Au nom du Peuple Français

COUR D'APPEL DE DOUAI

Chambre Sociale

- Prud'Hommes-

APPELANT :

Association SAPIH INSERTION

[Adresse 1]

[Localité 2]

représentée par Me Cindy DENISSELLE-GNILKA, avocat au barreau de BETHUNE substitué par Me Maxime HERMARY, avocat au barreau de BETHUNE

INTIMÉE :

Melle [K] [N]

420 voie des hauts marchés

[Localité 2]

représentée par Me Clement DORMIEU, avocat au barreau d'AVESNES-SUR-HELPE

DÉBATS :à l'audience publique du 06 Avril 2022

Tenue par [E] [H]

magistrat chargé d'instruire l'affaire qui a entendu seul les plaidoiries, les parties ou leurs représentants ne s'y étant pas opposés et qui en a rendu compte à la cour dans son délibéré,

les parties ayant été avisées à l'issue des débats que l'arrêt sera prononcé par sa mise à disposition au greffe.

GREFFIER : Séverine STIEVENARD

COMPOSITION DE LA COUR LORS DU DÉLIBÉRÉ

[U] [A]

: PRÉSIDENT DE CHAMBRE

Muriel LE BELLEC

: CONSEILLER

[E] [H]

: CONSEILLER

ARRÊT :Contradictoire

prononcé par sa mise à disposition au greffe le 27 Mai 2022,

les parties présentes en ayant été préalablement avisées dans les conditions prévues à l'article 450 du code de procédure civile, signé par Muriel LE BELLEC conseiller et par Serge LAWECKI, greffier auquel la minute de la décision a été remise par le magistrat signataire.

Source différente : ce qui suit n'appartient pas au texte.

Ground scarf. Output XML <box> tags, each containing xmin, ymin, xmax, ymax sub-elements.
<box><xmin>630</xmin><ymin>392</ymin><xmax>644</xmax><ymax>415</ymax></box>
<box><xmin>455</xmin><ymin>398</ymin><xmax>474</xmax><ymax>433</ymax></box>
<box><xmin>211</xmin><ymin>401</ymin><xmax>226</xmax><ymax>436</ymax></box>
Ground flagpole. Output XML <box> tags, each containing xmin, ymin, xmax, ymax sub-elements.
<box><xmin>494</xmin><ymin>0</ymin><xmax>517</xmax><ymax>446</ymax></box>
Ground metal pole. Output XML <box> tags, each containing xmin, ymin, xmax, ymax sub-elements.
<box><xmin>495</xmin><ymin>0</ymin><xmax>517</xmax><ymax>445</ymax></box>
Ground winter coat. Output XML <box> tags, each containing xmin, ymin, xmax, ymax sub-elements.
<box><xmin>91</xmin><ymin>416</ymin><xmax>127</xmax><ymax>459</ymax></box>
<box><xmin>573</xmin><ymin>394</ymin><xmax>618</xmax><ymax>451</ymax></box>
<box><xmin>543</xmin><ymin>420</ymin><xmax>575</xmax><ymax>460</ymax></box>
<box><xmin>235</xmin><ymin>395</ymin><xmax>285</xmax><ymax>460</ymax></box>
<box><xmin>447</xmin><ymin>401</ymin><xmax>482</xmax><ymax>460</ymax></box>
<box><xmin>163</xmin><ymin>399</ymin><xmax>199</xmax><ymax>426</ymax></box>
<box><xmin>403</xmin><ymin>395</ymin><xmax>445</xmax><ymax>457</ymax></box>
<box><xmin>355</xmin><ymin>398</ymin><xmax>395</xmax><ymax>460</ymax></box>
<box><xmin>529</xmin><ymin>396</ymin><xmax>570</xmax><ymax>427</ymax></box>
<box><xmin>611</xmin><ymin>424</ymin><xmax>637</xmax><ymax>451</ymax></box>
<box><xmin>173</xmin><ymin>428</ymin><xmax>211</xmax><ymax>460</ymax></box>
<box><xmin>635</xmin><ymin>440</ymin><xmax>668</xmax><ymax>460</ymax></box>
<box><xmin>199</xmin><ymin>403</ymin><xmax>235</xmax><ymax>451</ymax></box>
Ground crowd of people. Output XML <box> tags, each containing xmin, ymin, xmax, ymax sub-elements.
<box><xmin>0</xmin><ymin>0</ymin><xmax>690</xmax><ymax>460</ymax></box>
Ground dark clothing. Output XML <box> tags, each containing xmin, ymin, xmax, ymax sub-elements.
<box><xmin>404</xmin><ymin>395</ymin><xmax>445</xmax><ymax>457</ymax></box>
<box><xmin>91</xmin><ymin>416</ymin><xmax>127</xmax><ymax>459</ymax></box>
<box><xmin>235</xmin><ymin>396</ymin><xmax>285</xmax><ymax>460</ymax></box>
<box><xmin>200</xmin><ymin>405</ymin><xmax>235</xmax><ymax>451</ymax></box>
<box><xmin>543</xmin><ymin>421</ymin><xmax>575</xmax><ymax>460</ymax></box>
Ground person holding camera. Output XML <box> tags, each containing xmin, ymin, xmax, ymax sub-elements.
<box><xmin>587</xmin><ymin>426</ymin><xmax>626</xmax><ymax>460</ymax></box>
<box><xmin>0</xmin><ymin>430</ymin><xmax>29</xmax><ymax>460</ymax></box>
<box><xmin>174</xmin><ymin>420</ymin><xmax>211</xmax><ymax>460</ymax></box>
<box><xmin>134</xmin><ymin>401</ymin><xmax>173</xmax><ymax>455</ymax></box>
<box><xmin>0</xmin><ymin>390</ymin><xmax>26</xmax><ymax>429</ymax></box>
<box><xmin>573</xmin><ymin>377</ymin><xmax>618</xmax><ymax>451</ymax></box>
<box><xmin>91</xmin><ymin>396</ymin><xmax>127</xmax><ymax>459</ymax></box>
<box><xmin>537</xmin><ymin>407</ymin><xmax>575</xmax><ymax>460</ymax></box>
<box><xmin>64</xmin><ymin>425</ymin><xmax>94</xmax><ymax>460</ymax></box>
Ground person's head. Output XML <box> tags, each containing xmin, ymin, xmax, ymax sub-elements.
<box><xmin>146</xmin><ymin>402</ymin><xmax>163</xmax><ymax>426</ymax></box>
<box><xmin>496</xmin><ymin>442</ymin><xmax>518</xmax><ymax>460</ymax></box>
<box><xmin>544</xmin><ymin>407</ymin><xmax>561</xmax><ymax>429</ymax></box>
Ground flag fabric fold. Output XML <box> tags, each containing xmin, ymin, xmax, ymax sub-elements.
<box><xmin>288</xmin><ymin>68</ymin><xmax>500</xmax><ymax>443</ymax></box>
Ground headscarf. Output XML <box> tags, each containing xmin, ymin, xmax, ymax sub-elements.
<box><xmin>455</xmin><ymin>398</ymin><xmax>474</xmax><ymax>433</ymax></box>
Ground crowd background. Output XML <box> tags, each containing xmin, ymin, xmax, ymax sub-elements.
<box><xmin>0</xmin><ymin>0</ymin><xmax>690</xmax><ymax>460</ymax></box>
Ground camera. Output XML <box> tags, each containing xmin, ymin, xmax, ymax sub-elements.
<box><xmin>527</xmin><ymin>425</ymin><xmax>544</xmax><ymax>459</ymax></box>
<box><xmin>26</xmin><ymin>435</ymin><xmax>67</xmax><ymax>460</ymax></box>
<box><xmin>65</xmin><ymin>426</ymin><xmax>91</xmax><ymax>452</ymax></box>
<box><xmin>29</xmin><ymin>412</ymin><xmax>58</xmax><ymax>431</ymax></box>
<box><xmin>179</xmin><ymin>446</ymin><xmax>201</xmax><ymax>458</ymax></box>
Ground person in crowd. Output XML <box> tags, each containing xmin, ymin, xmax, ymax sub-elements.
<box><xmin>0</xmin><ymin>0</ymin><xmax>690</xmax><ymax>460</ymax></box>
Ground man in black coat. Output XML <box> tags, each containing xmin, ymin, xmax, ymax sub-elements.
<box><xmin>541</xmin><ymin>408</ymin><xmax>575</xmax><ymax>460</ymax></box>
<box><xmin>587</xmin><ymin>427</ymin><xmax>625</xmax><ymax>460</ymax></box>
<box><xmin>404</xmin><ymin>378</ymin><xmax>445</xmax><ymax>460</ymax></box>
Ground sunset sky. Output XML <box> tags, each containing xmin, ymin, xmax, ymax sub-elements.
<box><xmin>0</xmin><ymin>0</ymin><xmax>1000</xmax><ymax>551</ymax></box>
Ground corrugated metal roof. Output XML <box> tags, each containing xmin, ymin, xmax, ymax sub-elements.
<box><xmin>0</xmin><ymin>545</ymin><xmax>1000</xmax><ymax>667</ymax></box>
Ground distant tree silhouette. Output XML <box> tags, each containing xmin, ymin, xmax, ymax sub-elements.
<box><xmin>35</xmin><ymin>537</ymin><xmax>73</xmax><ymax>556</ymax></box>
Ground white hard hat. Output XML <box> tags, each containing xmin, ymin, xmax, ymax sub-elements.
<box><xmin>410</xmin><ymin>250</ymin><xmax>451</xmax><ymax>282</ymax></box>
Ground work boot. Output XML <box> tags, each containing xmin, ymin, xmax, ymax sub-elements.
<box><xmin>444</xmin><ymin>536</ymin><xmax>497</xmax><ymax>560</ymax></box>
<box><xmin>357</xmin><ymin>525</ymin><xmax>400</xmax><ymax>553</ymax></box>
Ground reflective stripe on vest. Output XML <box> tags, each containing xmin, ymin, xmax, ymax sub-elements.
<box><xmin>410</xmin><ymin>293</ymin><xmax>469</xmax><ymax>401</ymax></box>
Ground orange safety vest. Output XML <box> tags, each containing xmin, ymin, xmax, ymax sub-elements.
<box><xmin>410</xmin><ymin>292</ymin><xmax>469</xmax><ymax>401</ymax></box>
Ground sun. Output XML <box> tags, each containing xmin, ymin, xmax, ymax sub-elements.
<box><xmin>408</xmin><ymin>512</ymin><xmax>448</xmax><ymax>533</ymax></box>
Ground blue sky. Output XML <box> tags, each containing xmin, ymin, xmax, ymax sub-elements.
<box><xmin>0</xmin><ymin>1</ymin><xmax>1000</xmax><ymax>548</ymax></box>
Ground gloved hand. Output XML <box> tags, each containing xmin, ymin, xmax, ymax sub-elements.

ORDONNANCE DE CLÔTURE : rendue le 23 mars 2022

EXPOSE DU LITIGE

L'association SAPIH INSERTION qui a pour activité l'insertion des personnes en recherche d'emploi, a engagé Mme [K] [N], née en 1947, à compter du 01/12/1992. Dans le dernier état de la relation de travail, Mme [N] exerçait en qualité de responsable de secteur.

A la suite de la découverte d'une poudre de couleur marron dans les locaux de l'association le 7 juillet 2007, pouvant laisser supposer la présence d'anthrax, plusieurs personnes ayant ressenti des céphalées et des démangeaisons, une enquête pénale a été diligentée. Mme [N] a été entendue le 13/08/2007 puis hospitalisée.

A compter du 14/08/2007, Mme [N] a été placée en arrêt de travail.

Mme [N] a déclaré une maladie professionnelle auprès de la caisse primaire d'assurance maladie le 03/08/2009, un refus de reconnaissance du caractère professionnel de la maladie lui ayant été notifié le 20/03/2010.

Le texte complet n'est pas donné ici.